JNS
AJC Berlin said on Twitter that it demands Hamburg prosecutors “not to belittle anti-Semitism & to depoliticize acts of violence.”
The American Jewish Committee is demanding the Hamburg public prosecutor’s office to reconsider its ruling that an anti-Semitic attack on a German Jewish student was due to mental illness.
Last October, a 26-year-old German Jewish student wearing a kipah was beaten in front of the Hohe Weide Synagogue in Hamburg’s Eimsbüttel district by a man who had a hand-drawn swastika in his pocket. The 29-year-old attacker, later arrested by police, repeatedly struck the student on the head with a shovel outside the synagogue as the Jewish community celebrated the holiday of Sukkot.
A police spokesman cited by Germany’s news agency Deutsche Presse-Agentur said the suspect, a German of Kazakh origin, appeared to be in a confused state when they tried questioning him.
At the time, German Chancellor Angela Merkel called the incident a “disgrace.” Foreign Minister Heiko Maas classified it as “repugnant anti-Semitism.”
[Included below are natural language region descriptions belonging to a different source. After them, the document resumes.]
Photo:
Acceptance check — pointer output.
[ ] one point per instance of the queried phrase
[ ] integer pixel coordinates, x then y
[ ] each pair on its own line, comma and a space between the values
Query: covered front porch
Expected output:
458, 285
However, Hamburg’s public prosecutor recently ruled that “there is no evidence of a political motive,” describing the perpetrator as a victim of “delusional fears of persecution” because he believed that Jews were trying to kill him.
AJC Berlin said on Twitter that it demands Hamburg prosecutors “not to belittle anti-Semitism & to depoliticize acts of violence.”
The U.S. branch added: “The prosecution blames mental illness for the crime. We join @AJCBerlin in calling for the attack to be recognized for what it is: an act of Jew-hatred.”
Caption: Syngaoge Hohe Weide Hamburg Eingang.